Arista Networks introduced advanced capabilities to maximize AI cluster performance and efficiency. Cluster Load Balancing (CLB) in Arista EOS maximizes AI workload performance with consistent, low-latency network flows, while Arista CloudVision Universal Network Observability (CV UNO)
now offers AI job-centric observability for enhanced troubleshooting
and rapid issue inference ensuring job completion reliability at scale.
Powering Smart AI Networking
The Arista EOS Smart AI Suite is designed for AI-grade robustness and protection and empowers AI clusters with an innovation called Cluster Load Balancing -
a new Ethernet-based AI load balancing solution based on RDMA queue
pairs that enables high bandwidth utilization between spines and leaves.
AI clusters usually have low quantities of large bandwidth flows. Basic
load balancing methods are often inefficient for AI workloads,
resulting in uneven traffic distribution and increased tail latency. CLB
addresses this by using RDMA-aware flow placement, to ensure uniform
high performance for all flows while keeping tail latency low. CLB takes
a global approach, optimizing traffic flow in both directions,
leaf-to-spine and spine-to-leaf, ensuring balanced utilization and
consistent low latency.
"As Oracle continues to grow its AI infrastructure leveraging Arista
switches, we see a need for advanced load balancing techniques to help
avoid flow contentions and increase throughput in ML networks," said Jag
Brar, vice president and Distinguished Engineer, Oracle Cloud
Infrastructure. "Arista's Cluster Load Balancing feature helps do that."
Holistic AI Observability
CV UNO, the AI-driven 3600 Network Observability platform
powered by Arista AVA, delivers seamless, end-to-end AI job visibility
by unifying network, system, and AI job data within the Arista Network Data Lake (NetDL).

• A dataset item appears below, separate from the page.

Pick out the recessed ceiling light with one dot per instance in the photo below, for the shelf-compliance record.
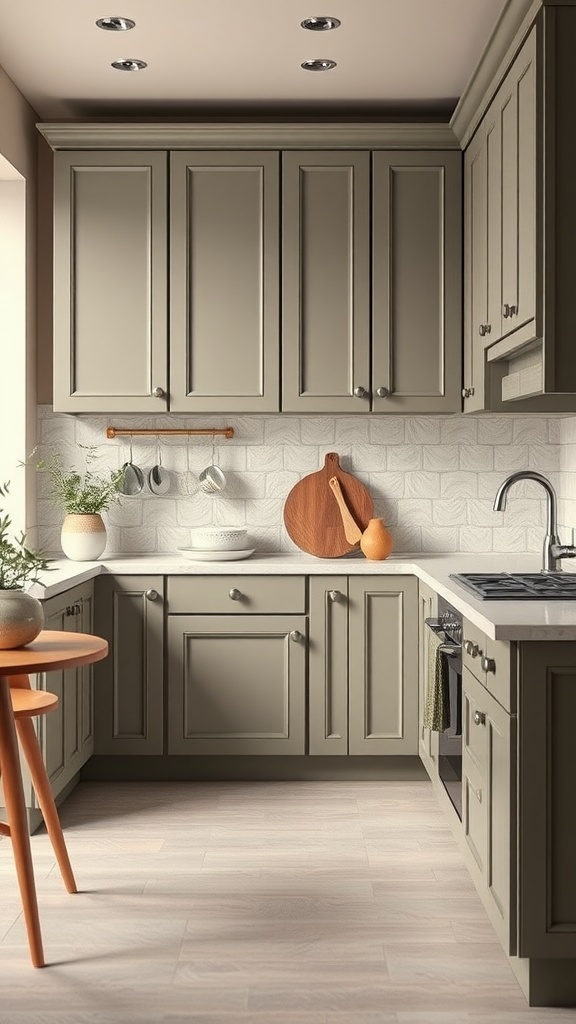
(321, 24)
(116, 24)
(319, 65)
(129, 64)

EOS NetDL Streamer, a real-time telemetry framework that continuously
streams granular network data from Arista switches into NetDL. Unlike
traditional SNMP polling, which relies on periodic queries and can miss
critical updates, the EOS NetDL Streamer provides low-latency,
high-frequency, event-driven insights into network performance, key to
supercharging large-scale AI training and inferencing infrastructure.

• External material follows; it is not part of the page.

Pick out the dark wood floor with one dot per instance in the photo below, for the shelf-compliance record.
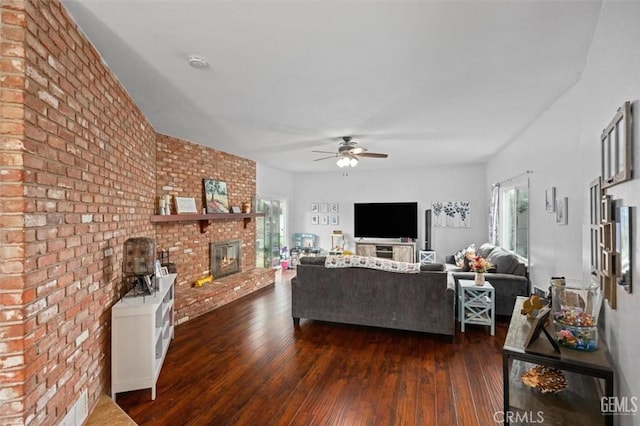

Designed for AI accelerator clusters, it accelerates impact analysis,
pinpoints issues with precision, and enables rapid resolution-ensuring
job completion times are minimized. Some of the key benefits include:
-
AI Job Monitoring - Unlocks a comprehensive view of AI job health
metrics, including job completion times, congestion indicators
(ECN-marked packets, PFC pause frames, packet drops), and buffer/link
utilization for real-time insights.
-
Deep-Dive Analytics - Uncovers critical job-specific insights by
analyzing network devices, server NICs (e.g., PFC out-of-sync events,
RDMA errors, PCIe fatal errors), and associated flows - pinpointing
performance bottlenecks with precision.
-
Flow Visualization - Harnesses the power of CV topology mapping
to gain real-time, intuitive visibility into AI job flows at microsecond
granularity - accelerating issue inference and resolution.
-
Proactive Resolution - Detects anomalies early and correlates
network and compute performance within NetDL - ensuring uninterrupted,
high-efficiency AI workload execution.
Arista AI Centers Driven by AVA
Arista's Etherlink AI Platforms deliver ultra-high-performance,
standards-based Ethernet systems for next-gen AI networks. Offering
800G/400G fixed, modular, and distributed platforms that are
forward-compatible with Ultra Ethernet Consortium (UEC), Etherlink
scales from small AI clusters to massive deployments with 100,000+
accelerators. Arista features the AI Analyzer, powered by Arista AVA,
which delivers high-resolution traffic data at 100-microsecond
intervals, enabling precise performance optimization and
troubleshooting. This allows network administrators to optimize
performance, quickly troubleshoot issues, and make informed decisions
for AI-driven networks. Arista AVA also powers a remote EOS AI Agent, that streams
telemetry from SuperNICs or servers to NetDL, ensuring seamless network
monitoring, debugging, and QoS consistency across the entire stack.
Availability
- CLB
- Available today on 7260X3, 7280R3, 7500R3 and 7800R3 platforms.
- Support on 7060X6 and 7060X5 platforms scheduled for Q2 2025
- Support for 7800R4 scheduled for 2H 2025
- CV UNO is available today. The observability enhancements for AI are
in active customer trials, with general availability scheduled for Q2
2025